Fw 190D-13 jest chyba najładniej pomalowaną foczką. Zawsze mnie to malowanie intrygowało, czy dam sobie z nim rade, jak to pomalować. Kiedy wpadła mi w ręce książka
wiedziałem że musze wykonać taki model, w takich barwach.
Niestety wcześniej był okres malowań spod znaku JV 44 czyli Papagei Staffel i wszytkie foczki w wersji D-9 zostały wykonane w tychże barwach.

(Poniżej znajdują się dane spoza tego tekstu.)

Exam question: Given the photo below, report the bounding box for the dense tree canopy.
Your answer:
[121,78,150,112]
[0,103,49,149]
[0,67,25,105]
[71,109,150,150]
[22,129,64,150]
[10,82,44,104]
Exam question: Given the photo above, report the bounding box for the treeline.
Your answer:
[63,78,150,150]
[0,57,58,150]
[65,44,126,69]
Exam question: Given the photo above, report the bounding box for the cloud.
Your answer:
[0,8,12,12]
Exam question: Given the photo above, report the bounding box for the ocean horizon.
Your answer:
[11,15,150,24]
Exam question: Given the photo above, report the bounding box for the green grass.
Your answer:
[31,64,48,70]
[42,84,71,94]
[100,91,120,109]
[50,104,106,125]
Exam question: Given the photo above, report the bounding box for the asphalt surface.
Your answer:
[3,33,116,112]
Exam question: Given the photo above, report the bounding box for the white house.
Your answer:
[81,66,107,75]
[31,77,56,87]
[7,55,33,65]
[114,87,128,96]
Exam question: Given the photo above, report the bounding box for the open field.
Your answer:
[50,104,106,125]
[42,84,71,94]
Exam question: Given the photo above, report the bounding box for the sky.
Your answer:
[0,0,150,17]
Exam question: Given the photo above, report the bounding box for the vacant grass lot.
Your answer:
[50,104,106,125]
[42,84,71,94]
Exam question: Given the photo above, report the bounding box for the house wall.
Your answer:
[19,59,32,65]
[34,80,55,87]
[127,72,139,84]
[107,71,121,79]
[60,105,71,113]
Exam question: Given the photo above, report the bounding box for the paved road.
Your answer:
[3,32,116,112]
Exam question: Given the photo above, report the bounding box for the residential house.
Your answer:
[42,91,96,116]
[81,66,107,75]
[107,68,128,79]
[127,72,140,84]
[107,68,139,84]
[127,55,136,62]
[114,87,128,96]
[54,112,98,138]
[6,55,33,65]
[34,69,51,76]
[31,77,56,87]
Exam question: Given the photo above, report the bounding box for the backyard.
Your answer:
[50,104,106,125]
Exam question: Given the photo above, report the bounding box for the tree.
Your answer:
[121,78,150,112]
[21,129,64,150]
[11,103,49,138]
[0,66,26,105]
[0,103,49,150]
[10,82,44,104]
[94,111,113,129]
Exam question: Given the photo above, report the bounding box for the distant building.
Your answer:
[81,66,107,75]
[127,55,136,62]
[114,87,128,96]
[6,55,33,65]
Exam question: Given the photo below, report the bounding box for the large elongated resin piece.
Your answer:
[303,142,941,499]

Po skompletowaniu następnego zestawu, czyli Fw 190D-9 z Revella i zestawu żywicznego Montexu oraz kalek Eagle Files, zaświeciło sie zielone światło dla mojego projektu.
Model mam, instrukcje obrazkową mam, a więc nic nie stoi na przeszkodzie oprócz mojego wrodzonego lenistwa, by skleić model w tak atrakcyjnym malowaniu
Gdy wydawało sie że wszystko jest jasne, w moje rece wpadły pewne obrazki z pewnej książki
I cały mój poukładany plan diabli wzieli
Wszystko sie zmieniło, okazuje sie ze Jerry Crandal troszeczke ukolorowił malowanie, troszke wypaczyli......
Cały mój misterny plan diabli wzieli
Jak to jest naprawde z tym malowaniem, której pozycji wierzyć ??
Po wstępnej analizie malowań i zdjeć bardziej wierze czeskiemu wydawnictwu.
Nawet odkryli że napis na dolnej powierzchni chłodnicy nie brzmi "Kommodore" tak jak zinterpretowal pan Crandall, a okazuje sie ze napis brzmi "Kontrolliert".
Kołpak też ma inny kolor itd, itd ....
Może wspólnie dojdziemy do jakiś konkretnych wniosków.
Zapraszam do konstruktywnej polemiki.